As “The Honeyed Peace” covers the same times and places as did writers such as George Orwell and Hemingway, and their works have since entered the canon on twentieth-century war, how Gellhorn treats the subject of women in war is obviously interesting – to the extent that it is dangerously tempting to lower the bar when appraising her war fiction, in simple gratitude for the fact that it’s there at all. One of her better descriptive skills lies in capturing the elbowing-each-other, toxic bickering that occurs in lulls in conflict, the pettinesses and failures of that famous Spanish Civil War solidarity during the hungry boredom of pauses between fighting, and the mood between men and women in these deflated moments. In “About Shorty”, Gellhorn writes in the first person as a woman witnessing the arrival of another female journalist, whom she renames “Shorty”, through cynical eyes: “I thought I was prettier than Shorty but less successful. I would not have been able to giggle so enthusiastically at such mediocre jokes. The men were showing off. I disliked Shorty, for a lot of instant virtuous reasons, because I was jealous”.

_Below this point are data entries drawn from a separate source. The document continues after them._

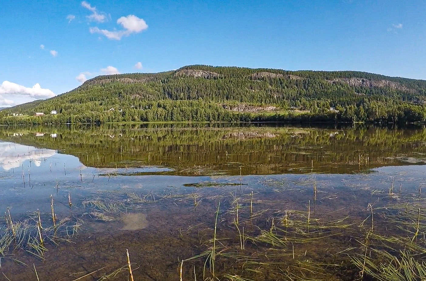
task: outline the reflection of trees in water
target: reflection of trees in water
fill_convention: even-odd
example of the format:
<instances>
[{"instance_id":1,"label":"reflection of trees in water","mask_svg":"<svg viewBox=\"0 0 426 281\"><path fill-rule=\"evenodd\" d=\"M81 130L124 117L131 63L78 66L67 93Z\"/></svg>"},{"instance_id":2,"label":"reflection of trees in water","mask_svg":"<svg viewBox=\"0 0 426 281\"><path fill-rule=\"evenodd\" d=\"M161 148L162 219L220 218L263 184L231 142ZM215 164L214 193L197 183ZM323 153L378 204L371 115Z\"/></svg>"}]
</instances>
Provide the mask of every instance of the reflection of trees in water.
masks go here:
<instances>
[{"instance_id":1,"label":"reflection of trees in water","mask_svg":"<svg viewBox=\"0 0 426 281\"><path fill-rule=\"evenodd\" d=\"M239 175L352 172L426 153L426 129L150 124L0 129L0 138L60 149L96 167L160 165ZM36 137L35 132L46 134ZM57 134L52 138L50 134ZM22 135L20 134L22 134ZM200 168L201 167L201 168ZM184 170L185 172L183 172ZM200 172L202 174L202 172Z\"/></svg>"}]
</instances>

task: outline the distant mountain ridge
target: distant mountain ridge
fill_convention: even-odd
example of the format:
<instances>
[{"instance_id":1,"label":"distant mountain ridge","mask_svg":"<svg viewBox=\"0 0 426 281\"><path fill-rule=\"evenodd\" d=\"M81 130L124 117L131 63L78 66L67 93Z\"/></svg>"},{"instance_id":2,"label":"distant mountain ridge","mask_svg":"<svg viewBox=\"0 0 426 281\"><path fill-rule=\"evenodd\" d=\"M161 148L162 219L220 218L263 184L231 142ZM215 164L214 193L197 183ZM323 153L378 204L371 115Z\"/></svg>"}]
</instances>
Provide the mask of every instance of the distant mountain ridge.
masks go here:
<instances>
[{"instance_id":1,"label":"distant mountain ridge","mask_svg":"<svg viewBox=\"0 0 426 281\"><path fill-rule=\"evenodd\" d=\"M0 122L422 122L425 103L424 80L354 71L193 65L98 76L48 100L5 109ZM58 114L48 115L51 110ZM35 112L46 115L32 116ZM7 116L13 113L24 116Z\"/></svg>"}]
</instances>

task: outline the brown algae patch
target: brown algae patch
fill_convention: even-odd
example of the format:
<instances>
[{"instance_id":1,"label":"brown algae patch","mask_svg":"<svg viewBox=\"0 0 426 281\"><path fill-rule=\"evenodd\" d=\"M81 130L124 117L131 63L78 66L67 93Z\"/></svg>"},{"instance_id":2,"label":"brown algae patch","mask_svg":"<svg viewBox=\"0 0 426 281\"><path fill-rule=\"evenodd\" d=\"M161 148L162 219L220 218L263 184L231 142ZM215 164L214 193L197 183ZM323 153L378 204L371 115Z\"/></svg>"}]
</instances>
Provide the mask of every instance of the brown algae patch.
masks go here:
<instances>
[{"instance_id":1,"label":"brown algae patch","mask_svg":"<svg viewBox=\"0 0 426 281\"><path fill-rule=\"evenodd\" d=\"M148 227L147 215L142 213L130 213L123 214L121 218L124 227L120 229L121 230L137 230L142 229Z\"/></svg>"}]
</instances>

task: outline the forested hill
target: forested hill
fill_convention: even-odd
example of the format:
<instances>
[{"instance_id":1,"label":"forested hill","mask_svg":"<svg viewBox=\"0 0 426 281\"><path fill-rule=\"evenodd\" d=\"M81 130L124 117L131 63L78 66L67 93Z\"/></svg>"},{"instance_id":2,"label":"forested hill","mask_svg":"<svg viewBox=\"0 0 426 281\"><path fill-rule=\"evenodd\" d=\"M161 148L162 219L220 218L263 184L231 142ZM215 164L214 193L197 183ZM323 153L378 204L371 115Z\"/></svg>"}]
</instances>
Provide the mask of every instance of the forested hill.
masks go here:
<instances>
[{"instance_id":1,"label":"forested hill","mask_svg":"<svg viewBox=\"0 0 426 281\"><path fill-rule=\"evenodd\" d=\"M58 114L50 114L52 110ZM45 115L34 116L36 112ZM4 109L0 117L0 122L11 125L423 122L426 118L426 81L353 71L189 66L158 73L98 76L48 100Z\"/></svg>"}]
</instances>

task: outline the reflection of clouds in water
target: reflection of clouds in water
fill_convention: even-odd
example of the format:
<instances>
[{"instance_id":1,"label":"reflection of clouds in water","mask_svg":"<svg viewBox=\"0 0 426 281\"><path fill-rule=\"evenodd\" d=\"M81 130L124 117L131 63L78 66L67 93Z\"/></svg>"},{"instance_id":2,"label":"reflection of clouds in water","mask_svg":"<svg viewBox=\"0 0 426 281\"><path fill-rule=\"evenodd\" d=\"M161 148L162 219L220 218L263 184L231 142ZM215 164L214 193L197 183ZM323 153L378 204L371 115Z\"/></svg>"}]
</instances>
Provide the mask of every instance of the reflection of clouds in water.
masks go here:
<instances>
[{"instance_id":1,"label":"reflection of clouds in water","mask_svg":"<svg viewBox=\"0 0 426 281\"><path fill-rule=\"evenodd\" d=\"M24 161L29 160L31 158L35 166L39 167L44 158L56 153L55 150L52 149L41 149L8 142L0 142L0 166L8 171L12 168L17 168Z\"/></svg>"}]
</instances>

For all this absence of female solidarity, the sense of everyone hating everyone else just to pass the time, when the men later turn on Shorty en masse in some sham act of policing sexual propriety, the female narrator rises to Shorty’s defence – but only after acknowledging that the men favour her again: “Now that Shorty had displeased them, I was again the apple of their eyes, by default, due to lack of competition”. The narrator, tired of these war games of sexual politics, acknowledges “I found this free use of the Scarlet Letter tiresome and dishonest” and forms a half-friendship with Shorty, seemingly also to pass the time. These portraits provide perspectives on the experience of war that are largely absent from the male-dominated Spanish Civil War and Second World War anglophone literary canon. But they are interesting to read not so much as historical remnants but because they’re funny, and real, awkward and cruel, in a way that feels true to life.